Red Bull could quit Formula 1 in order to pursue success in the World Endurance Championship alongside Aston Martin if Liberty Media's much-vaunted 2021 reboot of the sport is not to their liking, the team's motorsport advisor Dr Helmut Marko has revealed.
A new life as Honda's factory partner awaits Red Bull for the next two years is on the immediate horizon, but the future for the whole of F1 beyond that remains shrouded in mystery.
Chase Carey's seeming inability to make ground on a new Concorde Agreement has seen F1's share price plummet, while a host of big-name drivers like Lewis Hamilton and Daniel Ricciardo have previously suggested they will not make a decision to remain on the grid until more details are announced.
And with Ferrari having previously suggested that their famous red cars could also be pulled out in 2021, Red Bull's latest claim is another blow to F1's American owners.
"We have an agreement until 2020," Marko told Autosport. "As long as there is no engine regulation and no Concorde Agreement, neither Red Bull nor Honda will make a decision.
"However, we will certainly not become dependent again, as we have been in the past, when we were begging others and statements and promises were not kept.
"Stop is the option.
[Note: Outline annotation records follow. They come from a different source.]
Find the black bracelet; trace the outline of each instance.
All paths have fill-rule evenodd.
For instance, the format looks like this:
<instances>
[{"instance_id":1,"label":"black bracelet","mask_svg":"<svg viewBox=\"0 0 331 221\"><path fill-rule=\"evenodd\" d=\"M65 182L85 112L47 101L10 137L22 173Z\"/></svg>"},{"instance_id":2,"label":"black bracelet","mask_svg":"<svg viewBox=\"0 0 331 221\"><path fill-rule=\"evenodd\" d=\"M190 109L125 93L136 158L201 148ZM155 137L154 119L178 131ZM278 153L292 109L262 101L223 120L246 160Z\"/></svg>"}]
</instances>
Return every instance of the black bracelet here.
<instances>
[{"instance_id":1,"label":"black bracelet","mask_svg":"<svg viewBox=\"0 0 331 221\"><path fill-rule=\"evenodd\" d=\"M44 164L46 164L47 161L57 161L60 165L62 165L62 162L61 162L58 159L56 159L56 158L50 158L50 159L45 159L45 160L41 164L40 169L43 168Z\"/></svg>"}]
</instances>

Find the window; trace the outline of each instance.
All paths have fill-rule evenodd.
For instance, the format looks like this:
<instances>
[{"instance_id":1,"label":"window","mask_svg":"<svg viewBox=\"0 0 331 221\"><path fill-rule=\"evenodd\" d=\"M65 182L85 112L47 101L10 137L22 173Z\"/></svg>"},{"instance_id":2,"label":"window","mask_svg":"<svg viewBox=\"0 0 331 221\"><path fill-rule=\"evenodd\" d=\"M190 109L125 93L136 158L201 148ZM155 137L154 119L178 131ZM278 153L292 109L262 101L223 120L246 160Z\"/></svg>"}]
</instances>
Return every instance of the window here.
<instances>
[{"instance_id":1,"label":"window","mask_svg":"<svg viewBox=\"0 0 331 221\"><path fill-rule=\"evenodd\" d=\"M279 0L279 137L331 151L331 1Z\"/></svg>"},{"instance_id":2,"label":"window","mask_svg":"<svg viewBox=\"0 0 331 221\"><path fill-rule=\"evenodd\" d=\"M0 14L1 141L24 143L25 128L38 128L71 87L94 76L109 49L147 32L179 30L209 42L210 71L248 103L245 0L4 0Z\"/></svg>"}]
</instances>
Or do something else, other racing series."
With WEC rules set to change in 2020 to welcome hypercars into the series, it could open the door for Red Bull to enter the Le Mans 24 Hours alongside Aston Martin using the Valkyrie model that was concocted in part by Red Bull's aerodynamicist ace Adrian Newey.
"With the Valkyrie, Le Mans could be an option with hypercar rules. We went through with it, and it's a sensational success," Marko added.
"The cars were all sold out immediately. That's another good pillar for Red Bull Technologies.
"If there was a cost cap in Formula 1, we would have to cut people. We don't necessarily want that. We could then use them in such projects [as Le Mans].
"It still looks like you can run in the WEC at a reasonable cost with the base of our Valkyrie.
"Although Red Bull has never been to the 24 Hours, that's something we're thinking about.
"The main financial burden would be on Aston Martin, which is also clear, because at Le Mans the manufacturer wins. But that would fit into our concept."